Meet 2011 TR35 Winner Jesse Robbins

MIT Technology Review

MIT Technology Review by MIT Technology Review · · Video · 04:16

MIT Technology Review's TR35 honoree page for Jesse Robbins, 33 — citation 'Fault-tolerant online infrastructure' under the TR35 Innovators Under 35 badge, with John Keatley's portrait of Jesse in firefighter turnout gear.
The original 2011 MIT Technology Review TR35 honoree page. Portrait by John Keatley. (MIT Technology Review)

MIT Technology Review interviewed me as a 2011 TR35 honoree, recognizing the work on web operations, infrastructure automation, and reliability at Opscode.

I was truly honored to be recognized by MIT and Technology Review.

MIT Technology Review’s 2011 TR35 recognition highlighted Jesse Robbins as an innovator under 35 for his work on DevOps culture and infrastructure automation at Opscode, marking the shift from operations as manual toil to infrastructure as code.


Jesse Robbins, 2011 TR35 Winner

Category: Internet & web Year Honored: 2011 Organization: Opscode Region: Global Focus: Fault-tolerant online infrastructure

Biography

Jesse Robbins initially pursued two career paths in 2001: a Seattle bus driver position and a backup systems engineer role at Amazon.com. Amazon’s offer came first, launching a decade-long career that revolutionized how web companies handle complex server and software networks.

Drawing from his background as a volunteer firefighter, Robbins brought crisis management principles to infrastructure design. He recognized that massive global operations inevitably experience failures and built systems to withstand them safely. Rather than preventing failures, he made Amazon resilient to them through architectural fault tolerance and live operational drills that tested teams by temporarily taking entire data centers offline, without affecting customer experience.

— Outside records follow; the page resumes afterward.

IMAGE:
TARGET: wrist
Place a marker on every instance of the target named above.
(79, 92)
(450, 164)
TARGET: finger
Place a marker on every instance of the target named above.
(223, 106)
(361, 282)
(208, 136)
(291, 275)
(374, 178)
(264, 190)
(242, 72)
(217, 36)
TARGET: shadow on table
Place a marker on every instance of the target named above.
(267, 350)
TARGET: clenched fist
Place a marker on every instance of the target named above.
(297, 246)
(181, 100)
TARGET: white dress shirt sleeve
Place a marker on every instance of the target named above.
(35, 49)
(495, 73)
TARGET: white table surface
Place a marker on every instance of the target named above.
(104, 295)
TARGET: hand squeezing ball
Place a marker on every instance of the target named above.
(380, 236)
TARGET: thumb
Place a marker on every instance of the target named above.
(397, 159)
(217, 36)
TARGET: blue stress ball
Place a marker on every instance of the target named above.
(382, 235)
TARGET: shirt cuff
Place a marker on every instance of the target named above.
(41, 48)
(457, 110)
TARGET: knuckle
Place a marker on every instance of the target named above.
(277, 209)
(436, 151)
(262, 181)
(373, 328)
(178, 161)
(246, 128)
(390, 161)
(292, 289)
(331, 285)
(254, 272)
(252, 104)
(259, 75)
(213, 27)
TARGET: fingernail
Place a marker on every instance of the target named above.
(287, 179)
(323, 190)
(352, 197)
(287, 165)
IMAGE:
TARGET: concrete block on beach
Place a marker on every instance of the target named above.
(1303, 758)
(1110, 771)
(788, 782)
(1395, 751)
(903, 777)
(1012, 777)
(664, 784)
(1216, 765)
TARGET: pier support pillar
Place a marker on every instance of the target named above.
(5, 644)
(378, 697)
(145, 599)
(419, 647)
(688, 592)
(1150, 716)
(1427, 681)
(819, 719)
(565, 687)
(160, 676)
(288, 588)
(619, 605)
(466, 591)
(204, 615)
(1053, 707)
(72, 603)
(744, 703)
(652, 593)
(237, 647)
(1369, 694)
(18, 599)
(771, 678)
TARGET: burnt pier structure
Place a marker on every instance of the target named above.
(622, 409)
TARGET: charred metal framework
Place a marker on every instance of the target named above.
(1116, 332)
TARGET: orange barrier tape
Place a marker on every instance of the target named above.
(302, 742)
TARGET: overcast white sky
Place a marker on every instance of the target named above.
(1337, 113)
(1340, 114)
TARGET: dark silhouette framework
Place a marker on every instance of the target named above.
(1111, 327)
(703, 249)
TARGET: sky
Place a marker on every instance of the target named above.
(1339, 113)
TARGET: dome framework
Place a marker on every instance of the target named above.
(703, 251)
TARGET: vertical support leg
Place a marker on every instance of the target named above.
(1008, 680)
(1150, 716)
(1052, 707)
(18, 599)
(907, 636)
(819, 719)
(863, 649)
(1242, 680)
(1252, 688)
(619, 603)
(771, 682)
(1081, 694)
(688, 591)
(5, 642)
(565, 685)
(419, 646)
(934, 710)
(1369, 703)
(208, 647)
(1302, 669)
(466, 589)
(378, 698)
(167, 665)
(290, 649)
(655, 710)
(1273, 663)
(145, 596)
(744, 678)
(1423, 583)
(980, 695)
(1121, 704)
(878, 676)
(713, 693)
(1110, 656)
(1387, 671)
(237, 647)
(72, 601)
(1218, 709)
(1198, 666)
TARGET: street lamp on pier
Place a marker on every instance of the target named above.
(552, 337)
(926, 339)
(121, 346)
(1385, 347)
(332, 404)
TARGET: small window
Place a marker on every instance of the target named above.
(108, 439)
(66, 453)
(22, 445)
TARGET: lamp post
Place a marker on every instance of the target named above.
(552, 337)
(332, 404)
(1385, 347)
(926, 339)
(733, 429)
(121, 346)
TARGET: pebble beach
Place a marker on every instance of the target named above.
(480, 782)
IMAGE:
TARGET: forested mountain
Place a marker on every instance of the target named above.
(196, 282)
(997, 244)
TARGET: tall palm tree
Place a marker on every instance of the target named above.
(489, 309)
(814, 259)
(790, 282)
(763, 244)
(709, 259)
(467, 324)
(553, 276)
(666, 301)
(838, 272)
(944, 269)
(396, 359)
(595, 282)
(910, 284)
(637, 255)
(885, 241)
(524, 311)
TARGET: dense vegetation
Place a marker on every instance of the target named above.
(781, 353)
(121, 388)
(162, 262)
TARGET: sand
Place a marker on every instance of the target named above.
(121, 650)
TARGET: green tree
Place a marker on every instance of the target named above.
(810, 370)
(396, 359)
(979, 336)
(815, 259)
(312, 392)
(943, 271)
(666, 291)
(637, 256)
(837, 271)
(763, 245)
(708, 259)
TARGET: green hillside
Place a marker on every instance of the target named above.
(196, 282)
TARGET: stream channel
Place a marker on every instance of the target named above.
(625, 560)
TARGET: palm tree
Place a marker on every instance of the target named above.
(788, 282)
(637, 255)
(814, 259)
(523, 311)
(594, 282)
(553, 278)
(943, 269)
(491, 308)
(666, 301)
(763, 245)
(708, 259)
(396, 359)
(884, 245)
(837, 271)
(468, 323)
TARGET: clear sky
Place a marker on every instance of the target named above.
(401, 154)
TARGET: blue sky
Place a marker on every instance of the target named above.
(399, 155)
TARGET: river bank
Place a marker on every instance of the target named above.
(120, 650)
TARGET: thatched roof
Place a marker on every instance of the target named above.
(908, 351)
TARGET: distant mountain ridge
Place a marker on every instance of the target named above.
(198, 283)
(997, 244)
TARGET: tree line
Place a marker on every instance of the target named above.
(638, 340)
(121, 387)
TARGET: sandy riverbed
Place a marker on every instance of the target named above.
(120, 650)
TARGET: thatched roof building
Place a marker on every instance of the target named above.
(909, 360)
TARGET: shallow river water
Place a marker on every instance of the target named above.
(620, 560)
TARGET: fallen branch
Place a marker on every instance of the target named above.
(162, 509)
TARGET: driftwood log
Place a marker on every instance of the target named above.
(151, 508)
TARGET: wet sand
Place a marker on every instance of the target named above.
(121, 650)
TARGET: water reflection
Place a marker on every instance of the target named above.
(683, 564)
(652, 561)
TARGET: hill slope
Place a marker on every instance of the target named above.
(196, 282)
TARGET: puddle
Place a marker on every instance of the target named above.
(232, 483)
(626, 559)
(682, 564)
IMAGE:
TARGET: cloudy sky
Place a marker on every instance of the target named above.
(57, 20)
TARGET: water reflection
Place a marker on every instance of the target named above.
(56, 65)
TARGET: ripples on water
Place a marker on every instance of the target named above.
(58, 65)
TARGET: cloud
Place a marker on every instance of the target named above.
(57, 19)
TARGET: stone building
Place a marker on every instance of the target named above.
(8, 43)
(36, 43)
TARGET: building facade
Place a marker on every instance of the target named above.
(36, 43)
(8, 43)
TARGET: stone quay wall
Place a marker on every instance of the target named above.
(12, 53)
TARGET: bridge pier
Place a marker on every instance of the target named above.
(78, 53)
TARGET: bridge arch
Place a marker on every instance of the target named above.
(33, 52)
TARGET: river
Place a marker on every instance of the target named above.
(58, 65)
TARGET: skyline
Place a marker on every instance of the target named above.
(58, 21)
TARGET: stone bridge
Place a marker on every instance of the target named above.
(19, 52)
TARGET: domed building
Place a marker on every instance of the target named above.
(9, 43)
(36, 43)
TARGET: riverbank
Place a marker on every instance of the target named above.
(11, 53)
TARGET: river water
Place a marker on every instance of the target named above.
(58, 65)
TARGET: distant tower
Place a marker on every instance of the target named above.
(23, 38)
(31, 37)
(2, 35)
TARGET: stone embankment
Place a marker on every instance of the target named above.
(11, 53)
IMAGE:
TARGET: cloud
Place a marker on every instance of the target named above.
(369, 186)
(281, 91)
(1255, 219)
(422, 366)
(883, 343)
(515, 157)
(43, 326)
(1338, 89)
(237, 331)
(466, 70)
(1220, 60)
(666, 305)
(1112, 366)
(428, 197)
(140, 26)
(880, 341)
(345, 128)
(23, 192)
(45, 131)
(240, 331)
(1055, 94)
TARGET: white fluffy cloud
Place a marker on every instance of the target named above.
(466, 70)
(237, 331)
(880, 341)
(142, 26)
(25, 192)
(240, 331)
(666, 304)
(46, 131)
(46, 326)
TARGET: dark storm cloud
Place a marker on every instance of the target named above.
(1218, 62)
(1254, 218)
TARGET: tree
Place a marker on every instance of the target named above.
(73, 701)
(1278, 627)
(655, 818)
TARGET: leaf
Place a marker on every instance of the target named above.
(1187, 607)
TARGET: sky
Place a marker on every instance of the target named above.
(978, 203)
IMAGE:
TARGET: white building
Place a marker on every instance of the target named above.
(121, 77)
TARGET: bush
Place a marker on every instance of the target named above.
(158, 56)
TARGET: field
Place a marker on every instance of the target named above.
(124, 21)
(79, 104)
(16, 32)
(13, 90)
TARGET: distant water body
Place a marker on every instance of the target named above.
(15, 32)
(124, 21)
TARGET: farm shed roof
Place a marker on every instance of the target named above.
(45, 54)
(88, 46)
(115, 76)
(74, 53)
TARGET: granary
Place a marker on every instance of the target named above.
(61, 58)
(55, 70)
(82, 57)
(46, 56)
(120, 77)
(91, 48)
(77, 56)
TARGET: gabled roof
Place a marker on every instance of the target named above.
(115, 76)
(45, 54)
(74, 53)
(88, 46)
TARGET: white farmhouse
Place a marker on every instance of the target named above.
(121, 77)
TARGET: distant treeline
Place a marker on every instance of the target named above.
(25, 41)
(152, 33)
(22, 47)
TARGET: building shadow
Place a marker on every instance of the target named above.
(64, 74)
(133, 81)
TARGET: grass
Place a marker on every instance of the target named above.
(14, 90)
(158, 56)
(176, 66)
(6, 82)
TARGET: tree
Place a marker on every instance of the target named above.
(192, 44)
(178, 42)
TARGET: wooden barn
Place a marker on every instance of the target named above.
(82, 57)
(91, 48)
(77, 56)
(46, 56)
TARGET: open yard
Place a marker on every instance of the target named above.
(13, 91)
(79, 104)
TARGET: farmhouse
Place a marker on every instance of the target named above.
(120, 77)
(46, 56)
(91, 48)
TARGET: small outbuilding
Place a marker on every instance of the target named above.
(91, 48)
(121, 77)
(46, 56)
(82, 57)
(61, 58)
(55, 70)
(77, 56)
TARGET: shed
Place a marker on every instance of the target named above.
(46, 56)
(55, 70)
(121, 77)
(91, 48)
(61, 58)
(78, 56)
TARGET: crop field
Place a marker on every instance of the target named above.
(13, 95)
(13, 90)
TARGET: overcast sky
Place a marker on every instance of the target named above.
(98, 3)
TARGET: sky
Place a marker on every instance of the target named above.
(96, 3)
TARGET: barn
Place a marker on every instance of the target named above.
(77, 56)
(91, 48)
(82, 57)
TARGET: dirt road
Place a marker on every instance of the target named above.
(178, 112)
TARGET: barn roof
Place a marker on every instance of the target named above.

After departing Amazon in 2006, Robbins shared his methodologies through blogging. In 2007, he established Velocity, now an annual conference where major competitors openly discuss infrastructure management solutions.

Robbins cofounded Opscode in 2008. The company’s flagship product, Chef, is an open-source programming language automating cloud-based infrastructure management. One notable application involved scientists using Chef to deploy a 10,000-processor supercomputing cluster in 45 minutes on Amazon’s cloud, completing complex protein-binding research in eight hours, then shutting down operations, all at a fraction of traditional supercomputing costs.

Full Transcript (AI-generated)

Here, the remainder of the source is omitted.